Wärme als Luxus? – Das Wort zum Wort zum Sonntag zur Aktion Wärmewinter

Lesezeit: ~ 6 Min.

Wärme als Luxus? – Das Wort zum Wort zum Sonntag zur Aktion Wärmewinter, verkündigt von Annette Behnken, veröffentlicht am 15.10.2022 von ARD/daserste.de

Darum geht es

Frau Behnken befeuert die Legende vom Christentum als Hort der Solidarität. Ansonsten spielen Glaube und Religion für ihre Vorstellung der Diakonie-/EKD-Aktion Wärmewinter offenbar keine Rolle mehr.

Wie soll das gehen? Dieser Winter. Wie? Ich weiß es nicht. Ich weiß nur, es geht nicht ohne Solidarität. Und die können wir. Das haben wir gezeigt. Immer wieder in der Geschichte. In der christlichen Urgemeinde, wo alle zusammengelegt und sich gegenseitig versorgt haben. Aber auch in den letzten Jahren haben wir es an ganz vielen Stellen bewiesen.

(Quelle der so als Zitat gekennzeichneten Abschnitte: Wärme als Luxus? – Wort zum Sonntag zur Aktion Wärmewinter, verkündigt von Annette Behnken, veröffentlicht am 15.10.2022 von ARD/daserste.de)

Zum Beginn: Auftritt „Christliche Urgemeinde“

Die „gute alte“ christliche Urgemeinde wird immer gerne auf die Bühne geschubst, wenn es darum geht, die Kirche in einem positiven Licht erscheinen zu lassen.

Die paar Generationen, bis das Glaubenskonstrukt einer Endzeitsekte jüdischen Ursprungs zur „Weltreligion“ umfunktioniert wurde, sollen dann die vielen Jahrhunderte überstrahlen, in denen sich die Kirche alles andere als solidarisch verhalten hatte. Und das, obwohl sie in dieser Zeit alle Macht der Welt dazu gehabt hätte.

Die Solidarität in der christlichen Urgemeinde diente, wie in Sekten, aber auch in anderen, sich von der Allgemeinheit abgrenzenden Gemeinschaften allgemein üblich, der Festigung und Stärkung der ingroup.

Dies als Beispiel zu nennen für die Form von Solidarität, die heute gefragt ist, erscheint fast so grotesk wie die Idee, die Geschichte des Christentums sei ein Beweis für dessen Solidarität.

Von wegen: Das haben wir gezeigt.

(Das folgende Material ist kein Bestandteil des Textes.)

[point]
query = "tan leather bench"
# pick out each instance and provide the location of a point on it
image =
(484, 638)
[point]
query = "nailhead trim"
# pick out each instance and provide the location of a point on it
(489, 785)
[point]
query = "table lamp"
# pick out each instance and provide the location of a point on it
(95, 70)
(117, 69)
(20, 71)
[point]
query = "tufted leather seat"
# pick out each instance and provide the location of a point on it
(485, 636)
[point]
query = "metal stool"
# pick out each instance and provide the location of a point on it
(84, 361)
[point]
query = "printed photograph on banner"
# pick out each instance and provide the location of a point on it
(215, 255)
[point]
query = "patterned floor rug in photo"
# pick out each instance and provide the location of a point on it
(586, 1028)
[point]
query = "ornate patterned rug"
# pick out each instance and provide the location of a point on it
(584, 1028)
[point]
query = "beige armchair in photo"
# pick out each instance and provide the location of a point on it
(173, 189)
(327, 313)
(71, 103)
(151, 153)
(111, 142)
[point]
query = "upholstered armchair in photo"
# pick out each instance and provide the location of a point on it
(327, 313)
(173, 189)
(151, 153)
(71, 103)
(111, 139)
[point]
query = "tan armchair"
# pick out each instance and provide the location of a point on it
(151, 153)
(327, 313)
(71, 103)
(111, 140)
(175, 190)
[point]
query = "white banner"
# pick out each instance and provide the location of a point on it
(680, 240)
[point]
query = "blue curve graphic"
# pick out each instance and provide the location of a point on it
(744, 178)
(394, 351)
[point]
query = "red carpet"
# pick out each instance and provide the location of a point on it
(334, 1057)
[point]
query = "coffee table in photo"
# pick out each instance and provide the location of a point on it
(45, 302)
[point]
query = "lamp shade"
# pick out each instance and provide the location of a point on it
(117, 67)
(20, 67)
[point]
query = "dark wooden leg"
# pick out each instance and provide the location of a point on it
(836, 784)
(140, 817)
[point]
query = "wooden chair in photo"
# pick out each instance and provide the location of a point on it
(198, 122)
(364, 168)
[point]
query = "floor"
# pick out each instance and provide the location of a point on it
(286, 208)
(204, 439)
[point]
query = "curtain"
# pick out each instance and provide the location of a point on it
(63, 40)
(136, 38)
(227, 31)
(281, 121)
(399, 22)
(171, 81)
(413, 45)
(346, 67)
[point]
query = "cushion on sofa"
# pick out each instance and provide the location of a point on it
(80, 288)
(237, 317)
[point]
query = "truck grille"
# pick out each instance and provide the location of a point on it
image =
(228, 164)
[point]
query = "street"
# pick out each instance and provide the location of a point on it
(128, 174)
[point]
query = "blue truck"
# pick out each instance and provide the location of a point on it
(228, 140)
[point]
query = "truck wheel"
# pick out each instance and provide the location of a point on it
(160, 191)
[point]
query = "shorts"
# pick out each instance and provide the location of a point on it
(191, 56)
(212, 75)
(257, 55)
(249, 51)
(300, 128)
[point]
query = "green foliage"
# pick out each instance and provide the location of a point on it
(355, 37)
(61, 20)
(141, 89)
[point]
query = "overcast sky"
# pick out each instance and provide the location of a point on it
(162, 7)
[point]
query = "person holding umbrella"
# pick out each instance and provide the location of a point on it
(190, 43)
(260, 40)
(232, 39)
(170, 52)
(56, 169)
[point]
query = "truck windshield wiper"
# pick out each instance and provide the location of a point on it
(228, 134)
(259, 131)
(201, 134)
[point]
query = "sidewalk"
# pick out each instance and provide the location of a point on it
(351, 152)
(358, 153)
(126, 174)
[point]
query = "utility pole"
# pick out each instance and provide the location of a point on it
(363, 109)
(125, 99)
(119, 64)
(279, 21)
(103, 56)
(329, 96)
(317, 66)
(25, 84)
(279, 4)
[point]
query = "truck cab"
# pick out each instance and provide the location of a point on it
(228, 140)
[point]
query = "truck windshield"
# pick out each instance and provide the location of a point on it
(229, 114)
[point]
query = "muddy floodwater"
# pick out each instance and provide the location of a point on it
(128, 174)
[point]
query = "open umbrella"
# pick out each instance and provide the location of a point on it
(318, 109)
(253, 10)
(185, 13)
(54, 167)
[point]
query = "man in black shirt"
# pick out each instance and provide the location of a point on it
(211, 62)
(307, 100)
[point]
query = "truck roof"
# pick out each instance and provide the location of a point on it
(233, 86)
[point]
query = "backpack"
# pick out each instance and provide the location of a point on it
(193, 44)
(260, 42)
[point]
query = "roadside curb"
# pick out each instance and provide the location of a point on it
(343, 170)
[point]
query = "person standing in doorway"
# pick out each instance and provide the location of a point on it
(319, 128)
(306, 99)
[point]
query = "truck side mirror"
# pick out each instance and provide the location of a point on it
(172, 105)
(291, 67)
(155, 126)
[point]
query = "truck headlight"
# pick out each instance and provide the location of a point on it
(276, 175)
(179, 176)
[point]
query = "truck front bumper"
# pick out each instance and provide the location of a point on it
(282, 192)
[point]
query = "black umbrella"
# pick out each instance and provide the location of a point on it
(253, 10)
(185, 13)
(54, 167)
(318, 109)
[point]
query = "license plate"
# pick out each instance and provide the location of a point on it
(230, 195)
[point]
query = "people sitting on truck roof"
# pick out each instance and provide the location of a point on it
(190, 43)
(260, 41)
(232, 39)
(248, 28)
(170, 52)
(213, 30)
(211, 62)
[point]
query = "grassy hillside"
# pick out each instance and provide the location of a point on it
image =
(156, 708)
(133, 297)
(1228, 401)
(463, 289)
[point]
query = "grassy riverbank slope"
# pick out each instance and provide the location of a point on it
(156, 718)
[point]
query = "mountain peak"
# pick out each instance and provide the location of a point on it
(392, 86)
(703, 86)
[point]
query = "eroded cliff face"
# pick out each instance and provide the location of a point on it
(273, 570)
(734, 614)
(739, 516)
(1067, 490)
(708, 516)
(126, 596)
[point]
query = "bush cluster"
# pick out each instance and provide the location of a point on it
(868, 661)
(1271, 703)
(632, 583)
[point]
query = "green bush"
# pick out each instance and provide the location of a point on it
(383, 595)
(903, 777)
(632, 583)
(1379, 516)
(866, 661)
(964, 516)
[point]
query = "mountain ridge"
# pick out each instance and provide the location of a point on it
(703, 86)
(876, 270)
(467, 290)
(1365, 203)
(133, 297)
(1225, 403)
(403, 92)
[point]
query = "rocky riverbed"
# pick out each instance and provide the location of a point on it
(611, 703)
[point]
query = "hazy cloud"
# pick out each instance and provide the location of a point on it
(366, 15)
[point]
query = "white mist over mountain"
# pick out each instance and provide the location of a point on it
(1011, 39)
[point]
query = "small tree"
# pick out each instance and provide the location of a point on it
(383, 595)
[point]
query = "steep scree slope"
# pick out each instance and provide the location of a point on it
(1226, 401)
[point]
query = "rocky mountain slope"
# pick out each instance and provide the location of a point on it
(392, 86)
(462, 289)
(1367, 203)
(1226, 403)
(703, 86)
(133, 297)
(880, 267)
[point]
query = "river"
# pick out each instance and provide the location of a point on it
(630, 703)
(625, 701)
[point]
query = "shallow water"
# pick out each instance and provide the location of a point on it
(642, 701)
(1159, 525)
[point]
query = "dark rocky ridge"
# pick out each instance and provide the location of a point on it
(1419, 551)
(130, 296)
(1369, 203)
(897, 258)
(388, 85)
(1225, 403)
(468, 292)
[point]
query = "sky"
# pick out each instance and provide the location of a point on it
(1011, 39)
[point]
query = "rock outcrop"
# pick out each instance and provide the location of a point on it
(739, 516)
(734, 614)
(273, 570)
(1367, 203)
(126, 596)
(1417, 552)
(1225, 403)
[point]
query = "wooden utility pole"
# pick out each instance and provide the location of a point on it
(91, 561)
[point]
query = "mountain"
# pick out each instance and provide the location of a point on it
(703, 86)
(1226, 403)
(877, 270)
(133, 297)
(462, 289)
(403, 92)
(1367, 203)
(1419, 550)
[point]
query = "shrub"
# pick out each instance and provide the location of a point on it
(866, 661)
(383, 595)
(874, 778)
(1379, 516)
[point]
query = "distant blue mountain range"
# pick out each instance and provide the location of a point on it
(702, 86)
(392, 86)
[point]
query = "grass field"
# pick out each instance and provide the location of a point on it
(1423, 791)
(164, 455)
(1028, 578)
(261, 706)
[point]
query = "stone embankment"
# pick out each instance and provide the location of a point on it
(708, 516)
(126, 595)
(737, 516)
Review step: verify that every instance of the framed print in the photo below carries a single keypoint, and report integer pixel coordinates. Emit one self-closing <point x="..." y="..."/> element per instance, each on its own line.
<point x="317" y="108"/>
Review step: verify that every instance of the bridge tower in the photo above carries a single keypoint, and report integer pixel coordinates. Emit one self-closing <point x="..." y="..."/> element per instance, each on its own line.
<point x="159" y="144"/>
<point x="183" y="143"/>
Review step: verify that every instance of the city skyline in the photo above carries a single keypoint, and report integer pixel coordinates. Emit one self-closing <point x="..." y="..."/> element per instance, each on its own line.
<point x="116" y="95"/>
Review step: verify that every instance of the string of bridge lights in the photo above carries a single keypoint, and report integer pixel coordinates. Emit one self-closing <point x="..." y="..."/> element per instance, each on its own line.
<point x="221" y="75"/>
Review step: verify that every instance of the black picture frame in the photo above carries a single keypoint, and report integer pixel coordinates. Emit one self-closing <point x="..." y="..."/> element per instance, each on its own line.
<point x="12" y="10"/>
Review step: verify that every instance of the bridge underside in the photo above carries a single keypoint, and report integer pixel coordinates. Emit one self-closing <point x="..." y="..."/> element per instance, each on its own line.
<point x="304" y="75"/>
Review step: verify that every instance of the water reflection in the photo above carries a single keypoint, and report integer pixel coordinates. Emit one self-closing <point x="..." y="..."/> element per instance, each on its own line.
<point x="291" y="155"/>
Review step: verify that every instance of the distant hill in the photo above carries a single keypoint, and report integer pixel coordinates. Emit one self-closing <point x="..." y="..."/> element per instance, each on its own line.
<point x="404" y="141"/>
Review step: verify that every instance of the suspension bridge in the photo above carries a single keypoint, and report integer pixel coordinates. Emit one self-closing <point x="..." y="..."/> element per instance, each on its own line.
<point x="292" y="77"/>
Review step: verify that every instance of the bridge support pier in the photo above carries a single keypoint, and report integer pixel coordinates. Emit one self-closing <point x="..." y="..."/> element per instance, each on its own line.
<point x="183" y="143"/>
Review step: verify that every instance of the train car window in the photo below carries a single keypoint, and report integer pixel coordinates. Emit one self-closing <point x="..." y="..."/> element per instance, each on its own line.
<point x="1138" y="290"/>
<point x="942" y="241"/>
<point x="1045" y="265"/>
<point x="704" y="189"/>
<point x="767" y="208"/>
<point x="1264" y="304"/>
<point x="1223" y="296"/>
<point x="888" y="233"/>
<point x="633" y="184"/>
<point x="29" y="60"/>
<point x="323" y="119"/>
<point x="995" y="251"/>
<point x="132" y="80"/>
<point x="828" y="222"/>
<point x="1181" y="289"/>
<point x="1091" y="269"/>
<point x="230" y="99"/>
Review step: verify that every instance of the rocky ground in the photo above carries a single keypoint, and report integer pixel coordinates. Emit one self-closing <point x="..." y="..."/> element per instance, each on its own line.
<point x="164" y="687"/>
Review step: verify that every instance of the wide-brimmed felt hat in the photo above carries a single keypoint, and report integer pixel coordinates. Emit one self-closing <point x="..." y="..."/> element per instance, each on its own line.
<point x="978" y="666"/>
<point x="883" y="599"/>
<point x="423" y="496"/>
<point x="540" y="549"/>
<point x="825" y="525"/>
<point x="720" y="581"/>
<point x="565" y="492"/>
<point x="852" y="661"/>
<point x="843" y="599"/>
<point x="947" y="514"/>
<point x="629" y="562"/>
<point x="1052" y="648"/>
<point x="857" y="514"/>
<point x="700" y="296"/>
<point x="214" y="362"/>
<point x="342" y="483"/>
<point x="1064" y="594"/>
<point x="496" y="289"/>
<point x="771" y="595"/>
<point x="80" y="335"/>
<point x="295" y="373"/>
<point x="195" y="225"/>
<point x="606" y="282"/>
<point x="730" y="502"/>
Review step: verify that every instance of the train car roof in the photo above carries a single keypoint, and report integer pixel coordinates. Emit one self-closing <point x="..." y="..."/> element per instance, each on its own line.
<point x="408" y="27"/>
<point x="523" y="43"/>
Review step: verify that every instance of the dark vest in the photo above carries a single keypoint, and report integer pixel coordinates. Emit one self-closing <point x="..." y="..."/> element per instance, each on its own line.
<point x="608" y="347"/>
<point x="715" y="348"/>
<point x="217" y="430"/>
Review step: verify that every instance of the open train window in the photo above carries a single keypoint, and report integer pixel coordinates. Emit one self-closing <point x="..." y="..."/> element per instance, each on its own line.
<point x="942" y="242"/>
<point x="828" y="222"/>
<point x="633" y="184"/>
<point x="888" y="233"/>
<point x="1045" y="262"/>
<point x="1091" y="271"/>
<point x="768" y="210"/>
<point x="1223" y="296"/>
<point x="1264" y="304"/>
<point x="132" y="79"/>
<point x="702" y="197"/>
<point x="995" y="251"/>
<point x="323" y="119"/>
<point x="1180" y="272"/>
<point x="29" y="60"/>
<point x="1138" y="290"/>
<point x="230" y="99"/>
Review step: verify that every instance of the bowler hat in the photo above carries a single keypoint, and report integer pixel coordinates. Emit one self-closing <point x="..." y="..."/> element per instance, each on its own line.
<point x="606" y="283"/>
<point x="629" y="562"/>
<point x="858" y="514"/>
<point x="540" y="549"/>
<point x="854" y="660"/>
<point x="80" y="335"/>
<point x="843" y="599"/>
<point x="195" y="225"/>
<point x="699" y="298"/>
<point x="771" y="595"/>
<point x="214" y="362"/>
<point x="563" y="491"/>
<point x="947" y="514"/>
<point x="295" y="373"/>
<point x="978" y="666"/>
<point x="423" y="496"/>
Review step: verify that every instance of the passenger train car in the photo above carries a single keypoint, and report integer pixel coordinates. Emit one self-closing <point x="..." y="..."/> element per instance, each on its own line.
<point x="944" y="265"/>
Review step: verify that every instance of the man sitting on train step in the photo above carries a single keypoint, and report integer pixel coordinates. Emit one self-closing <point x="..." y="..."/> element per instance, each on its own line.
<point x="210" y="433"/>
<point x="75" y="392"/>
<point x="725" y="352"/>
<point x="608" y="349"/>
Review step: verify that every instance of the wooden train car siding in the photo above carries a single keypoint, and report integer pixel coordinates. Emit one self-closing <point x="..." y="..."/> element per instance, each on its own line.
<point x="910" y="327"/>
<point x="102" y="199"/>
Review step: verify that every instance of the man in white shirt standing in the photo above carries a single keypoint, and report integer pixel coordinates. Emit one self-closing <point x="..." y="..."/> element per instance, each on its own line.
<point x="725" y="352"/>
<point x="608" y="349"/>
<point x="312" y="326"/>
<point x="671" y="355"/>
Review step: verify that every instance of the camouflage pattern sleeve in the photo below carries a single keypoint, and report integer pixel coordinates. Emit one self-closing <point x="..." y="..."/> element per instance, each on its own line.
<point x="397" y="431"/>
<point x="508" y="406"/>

Immer wieder in der Geschichte.

Genau um dieses Narrativ geht es: Wir waren schon immer und sind bis heute die Guten, weil wir uns schon immer solidarisch verhalten haben – bis heute.

Wer wissen möchte, wie sich die Geschichte des Christentums historisch und nicht christlich-vernebelt darstellt, findet die erschreckenden Antworten in der 10bändigen Kriminalgeschichte des Christentums.

Solidarität: Alternative zu Egoismus?

Solidarität ist eine Haltung. Sowas wie eine Selbstverpflichtung. Bereit zu sein, solide, verlässlich, ganz konkret füreinander einzutreten. Die Alternative zu Egoismus.

Solidarität ist nicht zwangsläufig die Alternative zu Egoismus.

Vielmehr kann Egoismus sogar auch ein starkes Motiv sein, um sich solidarisch zu verhalten. Nämlich dann, wenn sich die Solidarität nicht auf alle Menschen bezieht. Sondern nur auf die Mitglieder der eigenen ingroup. Und wenn man sich von der Zugehörigkeit zu dieser Gruppe und von der gegenseitigen Solidarität ihrer Mitglieder eigene Vorteile verspricht.

Und Solidarität ist auch nicht zwangsläufig „sowas wie eine Selbstverpflichtung.“

Eine solche Aussage erscheint geradezu zynisch, wenn man bedenkt, mit welchen subtil, aber auch ganz direkt kommunizierten und praktizierten Maßnahmen Sektenmitglieder zur Solidarität dem Sektenführer und/oder Sekte gegenüber gezwungen werden.

Gleiches gilt natürlich auch für politische Systeme mit vergleichbar ideologischen Prinzipien. Zum Beispiel in Ländern, in denen mangelnde Solidarität mit der Regierung mit dem Tod bestraft wird.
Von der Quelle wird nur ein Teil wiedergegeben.